The subsidy of not taxing pension investments and the incentive it creates to make pension plans exist is a subsidy to profit generated on those investments. But, only slightly. The real subsidy is that not all of the money generated went to wages.
Retirement income
The income received in retirement can come from different places.
But, focusing on the money pension funds have invested in private markets, the money paid is a wage. It is time-shifted, but it is the section of pre-profit revenue that goes to workers.
In this example, because of the time shifted wage, it is has raised the issue to the level of the class.
Pension funds that invest their money in capital are the socialization of the costs of wages in retirement. It is a smoothing of the risk of not being able to deal with a contract to provide retirement income.
This is a gain for workers who get retirement. And, it is not in competition (at least not directly) with other workers.
However, because it is wage from a production process that produces profit, it is only part of the surplus product produced through the investment of that money.
Therefore, this was not wage ever – even when we say 50/50 contribution to pension funds. Money invested in capital markets is just capital investment. The workers do not own the full surplus generated from this invested money, they simply own the wage generated from the production resulting from the investment.
Even when pension funds own a whole company, they do not displace capital if they ever plan to sell that company again to capital later.
Taken together, pension funds act on behalf of the capitalist class.
Public pensions
The public service is simply a production process. "Services" are provided through labour and produce surplus.
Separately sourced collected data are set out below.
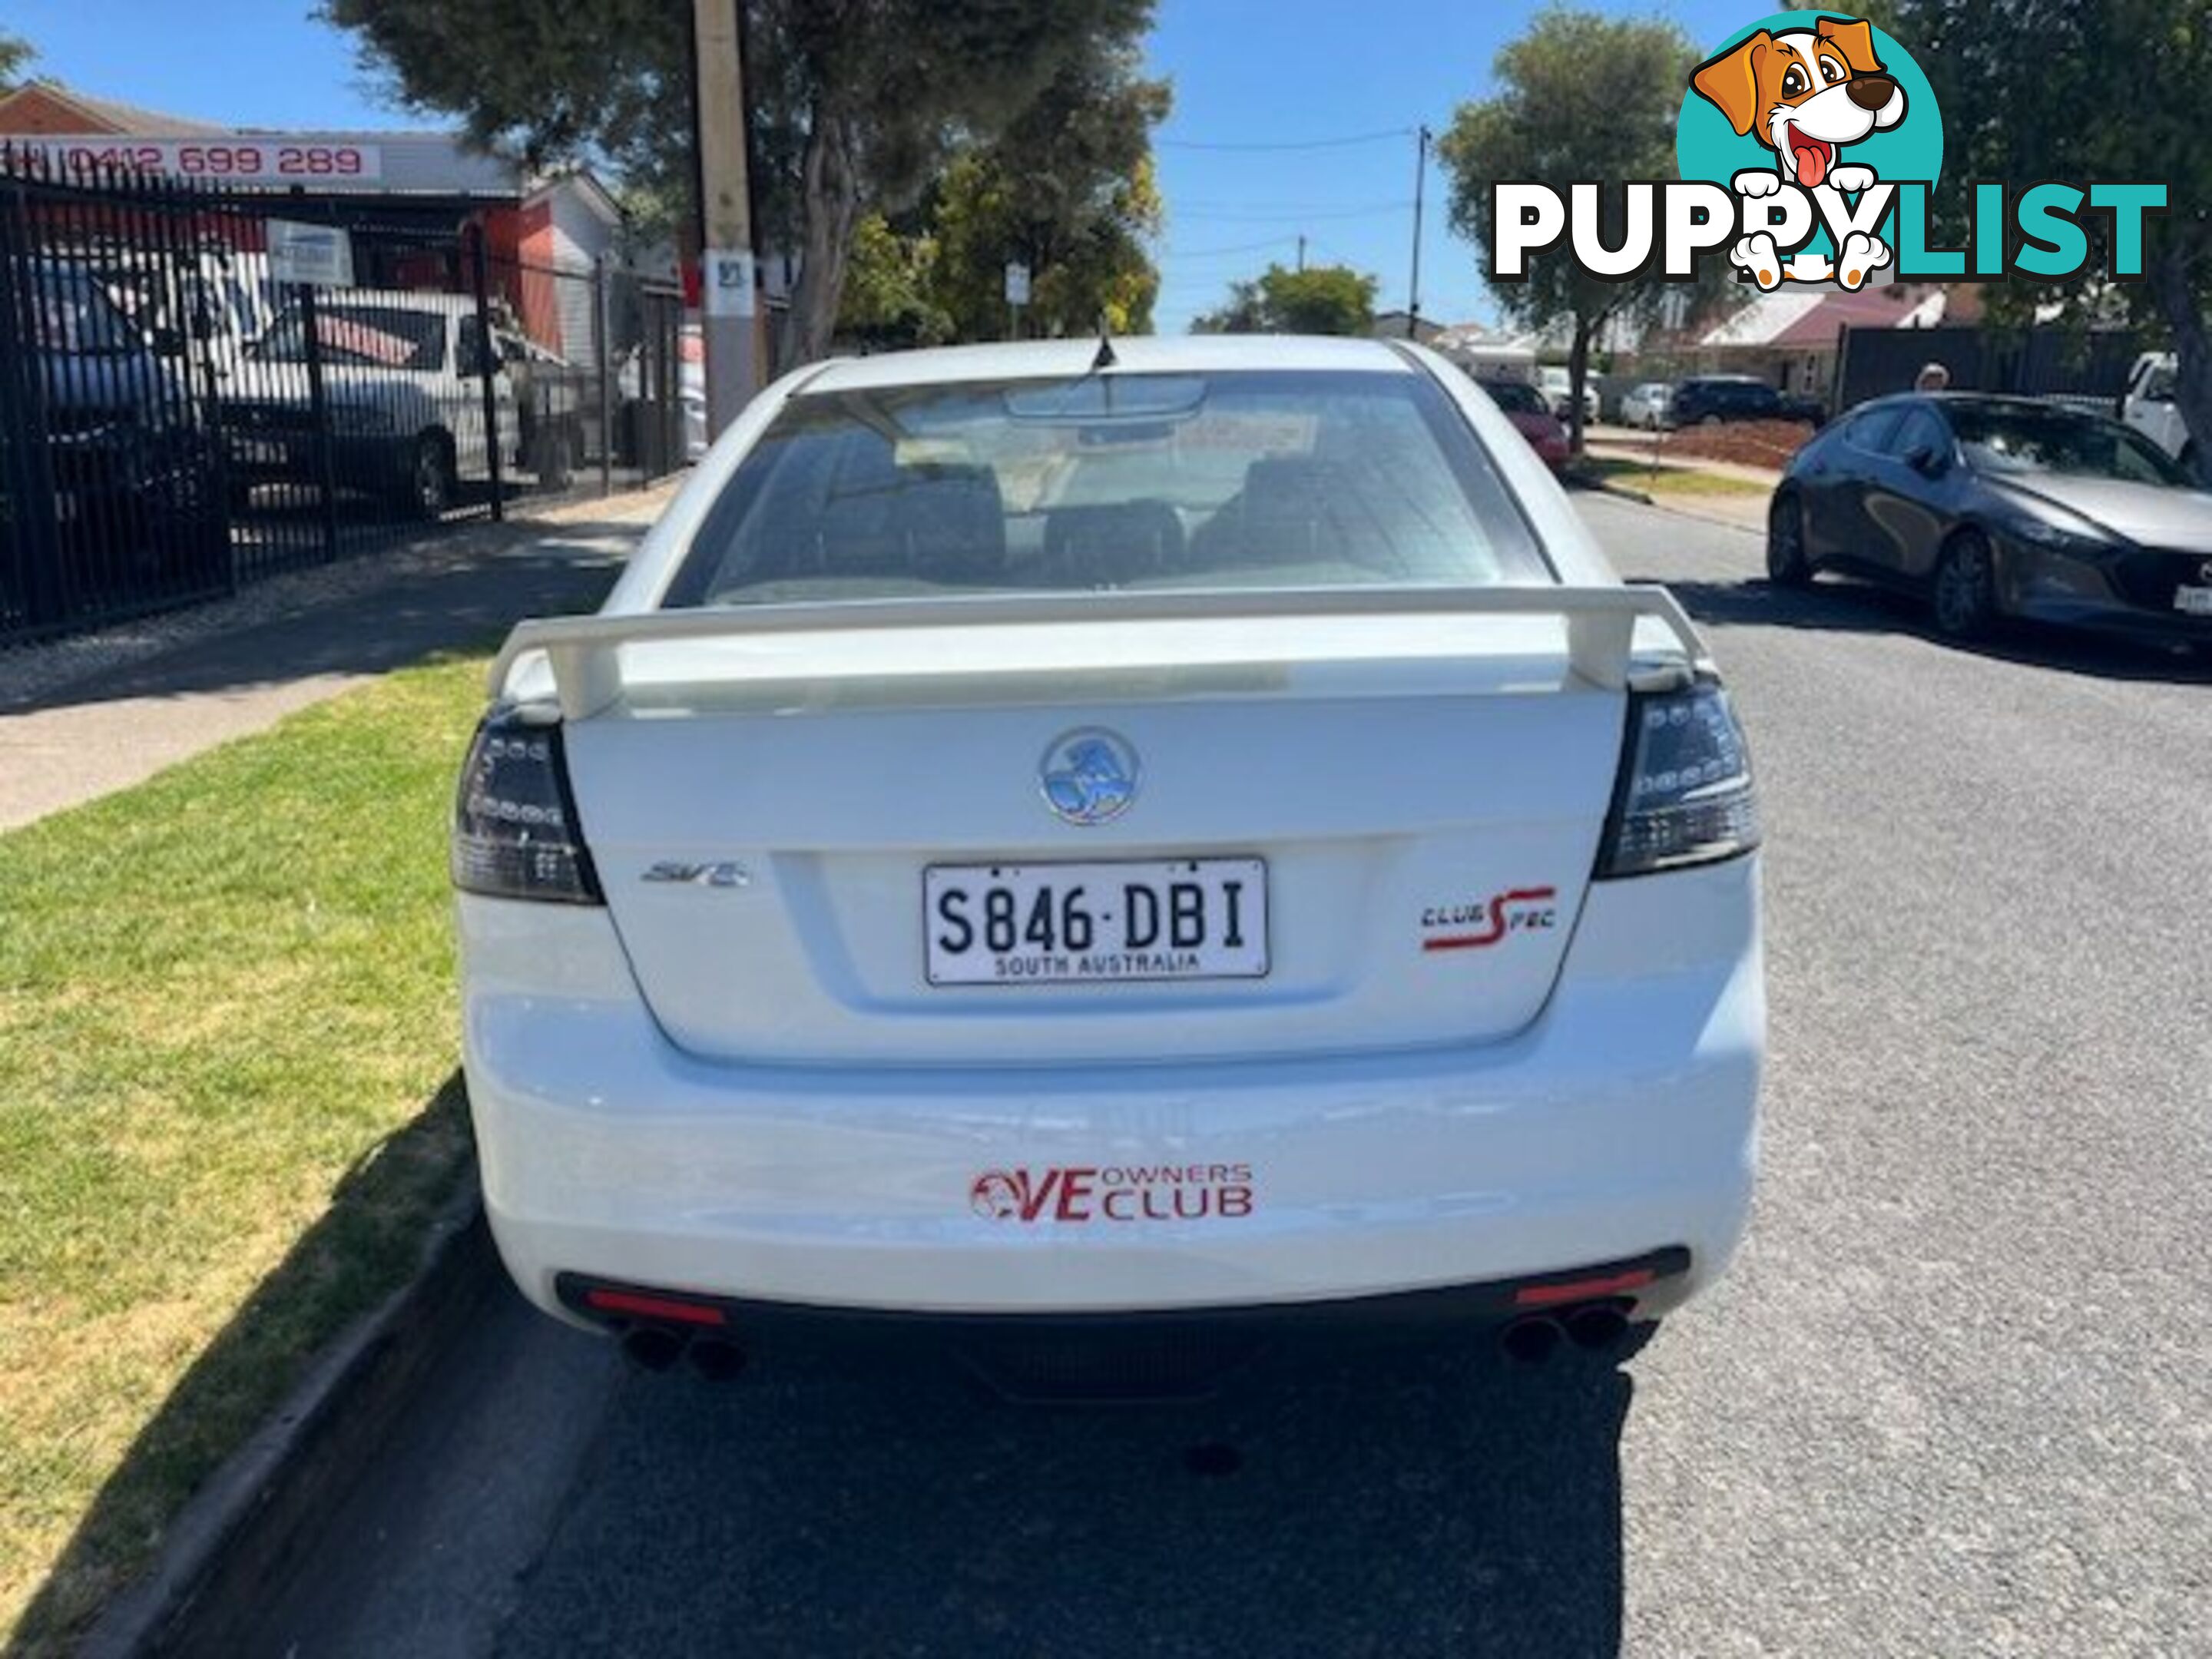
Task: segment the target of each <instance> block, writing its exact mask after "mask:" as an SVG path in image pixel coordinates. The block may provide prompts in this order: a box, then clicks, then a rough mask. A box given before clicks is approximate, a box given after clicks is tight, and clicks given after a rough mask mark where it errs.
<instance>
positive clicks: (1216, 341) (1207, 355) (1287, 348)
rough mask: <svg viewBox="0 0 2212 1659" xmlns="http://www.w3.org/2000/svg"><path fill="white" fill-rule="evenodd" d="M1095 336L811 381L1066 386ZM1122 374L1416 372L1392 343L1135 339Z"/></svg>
mask: <svg viewBox="0 0 2212 1659" xmlns="http://www.w3.org/2000/svg"><path fill="white" fill-rule="evenodd" d="M1097 352H1099V343H1097V341H1095V338H1073V341H1015V343H1011V345H936V347H929V349H922V352H883V354H880V356H852V358H832V361H830V363H825V365H823V367H821V369H818V372H816V374H814V376H812V378H810V380H807V383H805V394H816V392H869V389H885V387H918V385H960V383H967V380H1066V378H1075V376H1082V374H1088V372H1091V365H1093V363H1095V361H1097ZM1113 354H1115V369H1117V372H1121V374H1210V372H1223V369H1243V372H1254V369H1279V372H1316V369H1323V372H1325V369H1365V372H1371V374H1413V363H1411V361H1409V358H1405V356H1400V354H1398V352H1396V349H1394V347H1391V345H1389V343H1387V341H1360V338H1340V336H1321V334H1133V336H1130V338H1126V341H1121V338H1117V341H1115V343H1113Z"/></svg>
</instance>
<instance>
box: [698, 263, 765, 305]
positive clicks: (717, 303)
mask: <svg viewBox="0 0 2212 1659" xmlns="http://www.w3.org/2000/svg"><path fill="white" fill-rule="evenodd" d="M752 294H754V279H752V254H750V252H748V250H743V248H708V252H706V296H703V299H706V314H708V316H752Z"/></svg>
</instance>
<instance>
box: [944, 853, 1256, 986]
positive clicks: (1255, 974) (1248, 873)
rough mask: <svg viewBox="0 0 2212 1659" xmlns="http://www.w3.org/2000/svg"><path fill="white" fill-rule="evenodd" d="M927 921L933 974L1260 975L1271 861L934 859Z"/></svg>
mask: <svg viewBox="0 0 2212 1659" xmlns="http://www.w3.org/2000/svg"><path fill="white" fill-rule="evenodd" d="M922 925H925V936H927V964H925V967H927V973H929V982H931V984H1104V982H1113V980H1259V978H1263V975H1265V973H1267V865H1265V863H1263V860H1259V858H1175V860H1159V863H1152V860H1115V863H1093V865H931V867H929V869H925V872H922Z"/></svg>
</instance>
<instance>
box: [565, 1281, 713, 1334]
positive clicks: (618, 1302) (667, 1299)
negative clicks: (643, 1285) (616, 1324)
mask: <svg viewBox="0 0 2212 1659" xmlns="http://www.w3.org/2000/svg"><path fill="white" fill-rule="evenodd" d="M584 1301H586V1303H588V1305H591V1307H595V1310H599V1312H602V1314H630V1316H633V1318H670V1321H675V1323H677V1325H723V1323H726V1321H723V1316H721V1310H719V1307H701V1305H699V1303H677V1301H670V1298H666V1296H639V1294H637V1292H635V1290H586V1292H584Z"/></svg>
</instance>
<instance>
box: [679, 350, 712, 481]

Sometimes in complex ways, but their relation to capital in the end is similar.
In classical economics:
- The state has revenue from taxes (regressive and not) and expenses.
- It can generate a net revenue in several ways, but that revenue is tied directly to production.
- What it does with that net revenue is determined on the balance of class forces.
If pension plans paid into by the public sector invest in private markets, it is a public sector direct subsidy to private capital investment. It does this to try to extract some value from the private production process as revenue – just as it would through taxes.
The state can do this because it has privatized state-level production.
However, because it is not receiving all the income from that surplus created by the investment of pension money, it is subsidizing private capital.
Giving up wage gains for pensions
- Studies that look at whether workers give up wage gains to get pension suffer from a common issue: they do not look at historical labour power during these negotiations.
- If you have a pension, you had bargaining power to get a pension. You cannot compare this with a group that didn't have bargaining power and say "look there is no difference in wage gain". One might even assume an inverse relation between pension gains and wages.
At negotiation tables the discussion of pensions as deferred wages or when talking about bargaining power over wage gains, there is an inevitable trade-off.
Labour currently has low bargining power relative to historical positions. This is why we are:
- moving to to 50/50 contribution rates
- risks of investment is transferred to the workers through reduction of pension income
- Defined benefit to target benefit to defined contribution
- loss of inflation indexation
All of these are a reduction in the total wage bill going to workers across capital.
Alternative
- An alternative is nationalized funds.
But, bargaining effectively what we earn means understanding what we are bargaining.
If pension fund payouts in the future are wages from investment in capitalist production, the structure of the fund dictates with whom we are bargaining and who is paying.
We may be bargaining as a class against the capitalist class in some rounds. This is different from bargaining with a single employer.